While symbolic elites have traditionally monopolized victimhood discourse through discursive power, social media has disrupted these dynamics by enabling ordinary individuals to deploy such discourse, creating a landscape where victimhood … While symbolic elites have traditionally monopolized victimhood discourse through discursive power, social media has disrupted these dynamics by enabling ordinary individuals to deploy such discourse, creating a landscape where victimhood emerges as a contested terrain of ideological values. Despite substantial scholarly attention to the invocation of victimhood in justifying dominant ideologies within institutional and top-down contexts, literature on victimhood in bottom-up discourses remains comparatively scarce, particularly LGBTQ+ communities. This study addresses this gap by examining how victimhood is constructed in both anti- and pro-LGBTQ+ discourses on Malaysian social media, utilizing van Leeuwen's socio-semantic approach to Critical Discourse Studies. Our findings reveal competing victimhood discourses constructed through the polarized ways of manipulating LGBTQ+ individuals' sociological agency.
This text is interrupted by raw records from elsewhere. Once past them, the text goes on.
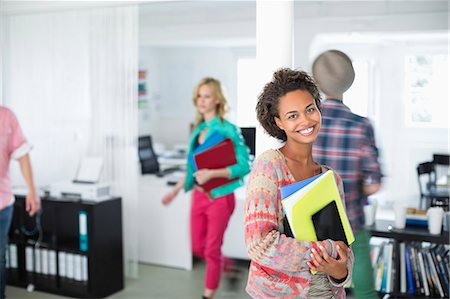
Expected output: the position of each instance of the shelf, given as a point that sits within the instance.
(410, 233)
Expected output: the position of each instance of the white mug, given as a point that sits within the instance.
(435, 216)
(400, 215)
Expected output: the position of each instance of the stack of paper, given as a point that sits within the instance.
(314, 210)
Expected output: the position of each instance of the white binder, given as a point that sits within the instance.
(77, 267)
(44, 261)
(29, 259)
(69, 266)
(12, 256)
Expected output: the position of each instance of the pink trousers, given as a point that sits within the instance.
(209, 219)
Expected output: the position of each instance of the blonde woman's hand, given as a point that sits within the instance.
(323, 262)
(203, 176)
(169, 197)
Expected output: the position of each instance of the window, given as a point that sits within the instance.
(426, 92)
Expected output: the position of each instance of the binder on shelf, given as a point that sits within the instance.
(62, 273)
(83, 230)
(423, 274)
(13, 260)
(77, 267)
(52, 263)
(220, 155)
(215, 138)
(84, 268)
(314, 210)
(70, 273)
(402, 269)
(7, 264)
(44, 261)
(29, 262)
(37, 260)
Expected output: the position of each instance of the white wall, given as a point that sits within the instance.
(172, 73)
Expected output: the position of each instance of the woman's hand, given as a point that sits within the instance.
(203, 176)
(169, 197)
(322, 261)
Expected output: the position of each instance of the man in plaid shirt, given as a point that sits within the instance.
(346, 143)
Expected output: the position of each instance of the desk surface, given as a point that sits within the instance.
(385, 229)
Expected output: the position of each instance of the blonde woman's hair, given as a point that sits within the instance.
(214, 84)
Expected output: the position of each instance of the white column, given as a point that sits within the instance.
(274, 49)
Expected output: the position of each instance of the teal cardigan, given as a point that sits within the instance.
(238, 170)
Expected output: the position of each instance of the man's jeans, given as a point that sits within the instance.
(5, 222)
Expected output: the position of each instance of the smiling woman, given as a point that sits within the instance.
(288, 109)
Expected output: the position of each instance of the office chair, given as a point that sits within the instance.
(426, 176)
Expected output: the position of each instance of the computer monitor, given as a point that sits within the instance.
(249, 134)
(147, 156)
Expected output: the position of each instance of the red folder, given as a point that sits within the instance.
(219, 156)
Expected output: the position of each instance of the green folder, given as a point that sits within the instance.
(315, 211)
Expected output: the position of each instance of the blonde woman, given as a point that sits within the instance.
(211, 211)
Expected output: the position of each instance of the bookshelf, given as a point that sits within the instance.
(385, 229)
(74, 262)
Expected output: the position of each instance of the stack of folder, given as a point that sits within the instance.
(314, 210)
(215, 153)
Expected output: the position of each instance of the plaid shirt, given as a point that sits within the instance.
(346, 143)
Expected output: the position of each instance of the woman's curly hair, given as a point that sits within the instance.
(284, 81)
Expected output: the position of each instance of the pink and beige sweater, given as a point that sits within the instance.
(278, 266)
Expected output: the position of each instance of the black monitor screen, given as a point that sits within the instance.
(249, 136)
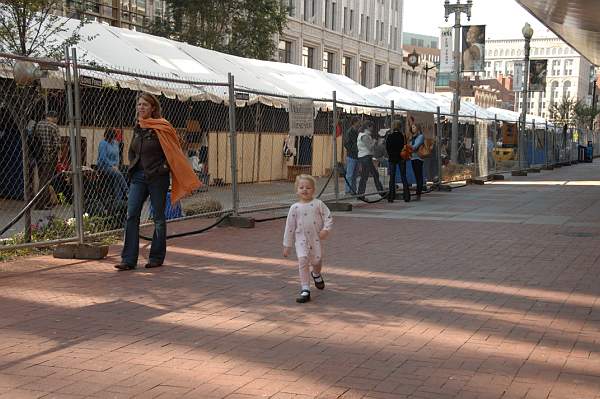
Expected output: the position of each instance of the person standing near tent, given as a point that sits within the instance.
(46, 131)
(366, 144)
(350, 137)
(154, 154)
(394, 144)
(416, 141)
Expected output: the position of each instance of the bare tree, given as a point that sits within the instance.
(32, 28)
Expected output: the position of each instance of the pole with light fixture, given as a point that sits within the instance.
(527, 35)
(456, 9)
(427, 68)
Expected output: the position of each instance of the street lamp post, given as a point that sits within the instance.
(456, 9)
(593, 103)
(527, 34)
(427, 68)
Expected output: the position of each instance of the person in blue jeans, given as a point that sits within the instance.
(149, 176)
(350, 137)
(108, 163)
(416, 141)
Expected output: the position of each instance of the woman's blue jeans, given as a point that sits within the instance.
(139, 190)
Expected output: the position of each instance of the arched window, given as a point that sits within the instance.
(553, 92)
(567, 89)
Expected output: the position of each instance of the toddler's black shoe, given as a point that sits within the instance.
(319, 282)
(303, 297)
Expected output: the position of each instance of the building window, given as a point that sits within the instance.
(364, 66)
(568, 67)
(378, 74)
(347, 66)
(309, 10)
(567, 89)
(308, 57)
(362, 25)
(556, 67)
(284, 51)
(289, 4)
(333, 12)
(328, 61)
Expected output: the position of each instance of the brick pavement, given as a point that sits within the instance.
(484, 292)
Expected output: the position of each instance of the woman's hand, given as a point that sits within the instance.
(323, 234)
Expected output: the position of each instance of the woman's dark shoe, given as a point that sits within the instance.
(303, 297)
(319, 282)
(124, 266)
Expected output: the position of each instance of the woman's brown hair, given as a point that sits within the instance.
(153, 101)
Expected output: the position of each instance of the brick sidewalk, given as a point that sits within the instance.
(484, 292)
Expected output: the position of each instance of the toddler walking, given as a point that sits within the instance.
(308, 223)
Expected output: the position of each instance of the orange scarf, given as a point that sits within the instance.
(184, 179)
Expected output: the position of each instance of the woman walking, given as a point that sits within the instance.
(394, 144)
(416, 141)
(366, 144)
(155, 158)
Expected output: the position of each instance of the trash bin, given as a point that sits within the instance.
(581, 153)
(589, 152)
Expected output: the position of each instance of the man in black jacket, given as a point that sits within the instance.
(350, 137)
(394, 144)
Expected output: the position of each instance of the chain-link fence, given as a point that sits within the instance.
(66, 128)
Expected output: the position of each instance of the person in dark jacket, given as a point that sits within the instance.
(394, 145)
(350, 137)
(149, 176)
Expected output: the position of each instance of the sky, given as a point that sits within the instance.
(504, 18)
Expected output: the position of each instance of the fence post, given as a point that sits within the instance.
(533, 163)
(334, 170)
(72, 141)
(233, 145)
(438, 134)
(494, 141)
(546, 143)
(78, 161)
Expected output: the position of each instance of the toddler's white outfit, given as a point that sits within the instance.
(302, 227)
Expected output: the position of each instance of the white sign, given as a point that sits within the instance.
(446, 51)
(518, 77)
(302, 122)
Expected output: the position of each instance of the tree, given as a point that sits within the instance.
(31, 28)
(585, 115)
(240, 27)
(563, 113)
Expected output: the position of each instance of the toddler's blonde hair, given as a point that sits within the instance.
(305, 177)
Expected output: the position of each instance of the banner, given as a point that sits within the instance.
(301, 112)
(446, 51)
(537, 75)
(518, 77)
(473, 48)
(423, 119)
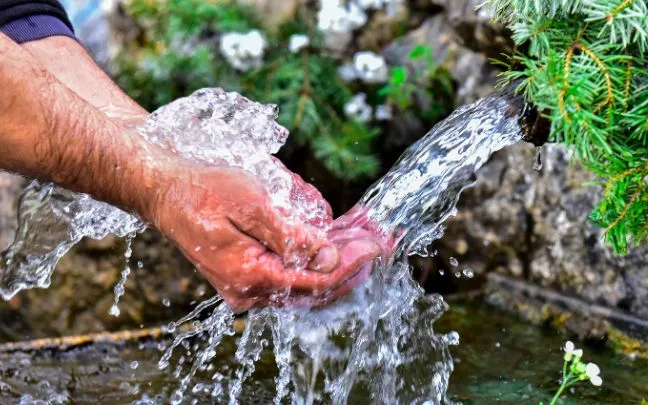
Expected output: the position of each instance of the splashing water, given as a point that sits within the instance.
(121, 284)
(383, 331)
(367, 341)
(52, 219)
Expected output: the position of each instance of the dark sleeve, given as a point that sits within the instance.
(25, 20)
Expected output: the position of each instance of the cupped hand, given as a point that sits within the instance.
(222, 219)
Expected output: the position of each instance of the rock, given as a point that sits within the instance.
(535, 226)
(462, 40)
(275, 13)
(81, 293)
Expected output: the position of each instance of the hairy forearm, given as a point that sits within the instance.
(69, 62)
(49, 132)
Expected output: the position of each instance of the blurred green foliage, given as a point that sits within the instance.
(584, 66)
(422, 72)
(177, 53)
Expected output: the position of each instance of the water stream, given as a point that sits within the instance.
(369, 340)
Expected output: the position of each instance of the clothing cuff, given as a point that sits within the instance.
(34, 27)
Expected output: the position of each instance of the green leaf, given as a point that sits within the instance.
(398, 76)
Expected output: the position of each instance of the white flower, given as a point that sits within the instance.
(383, 112)
(593, 371)
(243, 51)
(371, 4)
(335, 16)
(570, 350)
(596, 381)
(357, 108)
(298, 42)
(347, 73)
(370, 67)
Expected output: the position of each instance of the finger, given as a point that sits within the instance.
(352, 257)
(299, 244)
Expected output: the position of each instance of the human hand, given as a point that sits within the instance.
(223, 221)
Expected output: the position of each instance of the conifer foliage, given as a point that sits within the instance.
(584, 64)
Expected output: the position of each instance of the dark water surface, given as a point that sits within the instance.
(500, 360)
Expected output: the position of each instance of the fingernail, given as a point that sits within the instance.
(325, 260)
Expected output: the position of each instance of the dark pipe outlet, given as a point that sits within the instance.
(535, 127)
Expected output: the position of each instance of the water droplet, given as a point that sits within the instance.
(537, 161)
(114, 310)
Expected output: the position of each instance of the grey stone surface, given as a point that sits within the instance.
(535, 226)
(10, 185)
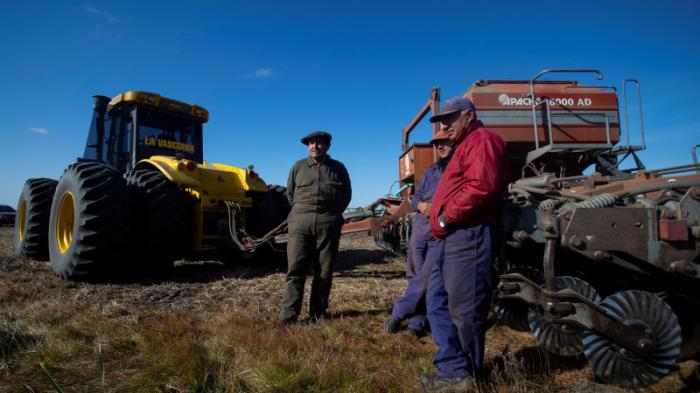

Anti-LGBTQ+ discourse amplifies LGBTQ+ individuals' agency through activation in material transactions, passivation paired with negation, activation of their actions, and association with criminal perpetrators, representing them as powerful victimizers. Pro-LGBTQ+ discourse, conversely, diminishes their agency through passivation, reactions, non-transactions, activation in material transactions combined with negation and interrogation, and association with victims of persecution, positioning them as disempowered victims. Our study highlights how multiple discursive strategies and linguistic resources work in tandem to shape agency, establishing victim-victimizer dynamics that legitimize opposing ideological positions.